# Straight line, fractional difference

1. Sep 15, 2011

### CarEnthusiast

Straight line, "fractional difference"

1. The problem statement, all variables and given/known data

To set a speed record in measured (straight) distance d, a race car must be driven first in one direction (in time t1) and then in the opposite direction (in time t2). (a) To eliminate the effects of the wind and obtain the car's speed vc in a windless situation, should we find the average of d/t1 and d/t2 (method 1) or should we divide d by the average of t1 and t2? (b) What is the fractional difference in the two methods when a steady wind blows along the car's route and the ratio of the wind speed vw to the car's speed vc is 0.0240?

2. Relevant equations

t1 = with wind
t2 = against wind
v1 = d/t1
v2 = d/t2
v1 = vc+0.0240vc
v2 = vc-0.0240vc

"Method 1": vc = (v1+v2)/2
"Method 2": vc = d/(1/2(t1+t2))

3. The attempt at a solution

I understand the principle behind the problem (the physics concept is easy), but I cannot understand how one method is better than the other if they end up equaling the same thing.
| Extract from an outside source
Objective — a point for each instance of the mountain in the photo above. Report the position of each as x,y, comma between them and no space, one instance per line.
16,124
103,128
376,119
Also, where does the "fractional difference" come in, and how do you calculate it?

2. Sep 15, 2011

### Modulated

Re: Straight line, "fractional difference"

Do they really "end up equalling the same thing"? You certainly haven't shown that they do - perhaps you should try to manipulate your answers to "Method 1" and "Method 2" to check whether or not this is true.

The "fractional difference" between two numbers is the difference between them divided by the "reference" number - which in this case would be whichever of the two methods correctly predicts the windless speed. (I.e.,

$$\frac{\text{other method} - \text{windless speed}}{\text{windless speed}}$$

)